How Reinforcement Learning After Next-Token Prediction Facilitates Learning
Nikolaos Tsilivis, Eran Malach, Karen Ullrich, Julia Kempe
TL;DR
The paper investigates why reinforcement learning after next-token prediction helps learning in large language models when trained on data that mix short and long chain-of-thought demonstrations. Through a parity-focused framework and theoretical analysis with autoregressive linear models, it identifies a critical threshold near p_cot ≈ 1/3: pre-training alone fails to generalize when long demonstrations are rare, but post-training with RL can achieve generalization efficiently as long as long demonstrations are not exponentially scarce. Empirically, the authors demonstrate the phenomena across transformers trained from scratch on parity data and deeper reasoning tasks (number multiplication, GSM8K, MATH) using GPT-2, Mistral, and Llama-series models, showing RL boosts accuracy and induces longer, more informative outputs. The findings provide a principled account for the practical benefits of RL in LLMs, emphasize the role of chain-of-thought data availability, and reveal length-increase as an optimization-driven learning signal. Overall, the work combines theory and extensive experiments to explain how RL after next-token prediction can dramatically improve learning efficiency for challenging reasoning tasks.
Abstract
Recent advances in reasoning domains with neural networks have primarily been enabled by a training recipe that optimizes Large Language Models, previously trained to predict the next-token in a sequence, with reinforcement learning algorithms.

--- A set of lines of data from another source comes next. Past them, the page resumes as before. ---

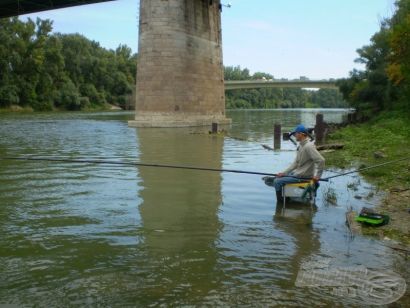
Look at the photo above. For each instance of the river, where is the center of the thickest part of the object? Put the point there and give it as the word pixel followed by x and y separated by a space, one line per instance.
pixel 92 234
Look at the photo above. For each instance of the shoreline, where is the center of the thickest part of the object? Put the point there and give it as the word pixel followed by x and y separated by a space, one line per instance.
pixel 385 138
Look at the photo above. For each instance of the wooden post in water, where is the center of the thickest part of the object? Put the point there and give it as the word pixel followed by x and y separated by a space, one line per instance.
pixel 319 129
pixel 214 128
pixel 277 135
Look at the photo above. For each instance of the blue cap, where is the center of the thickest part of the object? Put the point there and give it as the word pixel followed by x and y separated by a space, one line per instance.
pixel 300 129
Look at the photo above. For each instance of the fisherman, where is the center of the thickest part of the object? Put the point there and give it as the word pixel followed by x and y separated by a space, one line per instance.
pixel 308 163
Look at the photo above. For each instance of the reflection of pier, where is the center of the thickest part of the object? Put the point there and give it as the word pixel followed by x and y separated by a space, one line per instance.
pixel 179 212
pixel 296 220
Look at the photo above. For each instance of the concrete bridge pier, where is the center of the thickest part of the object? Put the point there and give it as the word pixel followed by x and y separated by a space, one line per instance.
pixel 180 78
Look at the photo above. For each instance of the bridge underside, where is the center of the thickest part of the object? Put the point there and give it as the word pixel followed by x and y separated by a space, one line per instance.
pixel 10 8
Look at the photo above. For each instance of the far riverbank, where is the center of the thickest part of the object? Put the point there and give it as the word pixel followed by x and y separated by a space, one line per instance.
pixel 382 139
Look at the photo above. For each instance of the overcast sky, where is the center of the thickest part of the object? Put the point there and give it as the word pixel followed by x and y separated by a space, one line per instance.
pixel 286 38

We introduce a framework to study the success of this paradigm, and we theoretically expose the optimization mechanisms by which reinforcement learning improves over next-token prediction in this setting. We study learning from mixture distributions of short and long ``chain-of-thought'' sequences encoding a single task. In particular, when the task consists of predicting the parity of $d$ bits and long sequences are rare, we show how reinforcement learning after next-token prediction enables autoregressive transformers to generalize, whereas mere next-token prediction requires extreme statistical or computational resources to do so. We further explain how reinforcement learning leverages increased test-time computation, manifested in longer responses, to facilitate this learning process. In a simplified setting, we theoretically prove that autoregressive linear models following this training recipe can efficiently learn to predict the parity of $d$ bits as long as the proportion of long demonstrations in the data mix is not exponentially small in the input dimension $d$. Finally, we demonstrate these same phenomena in other settings, including the post-training of Llama-series models on mixture variations of common mathematical reasoning benchmarks.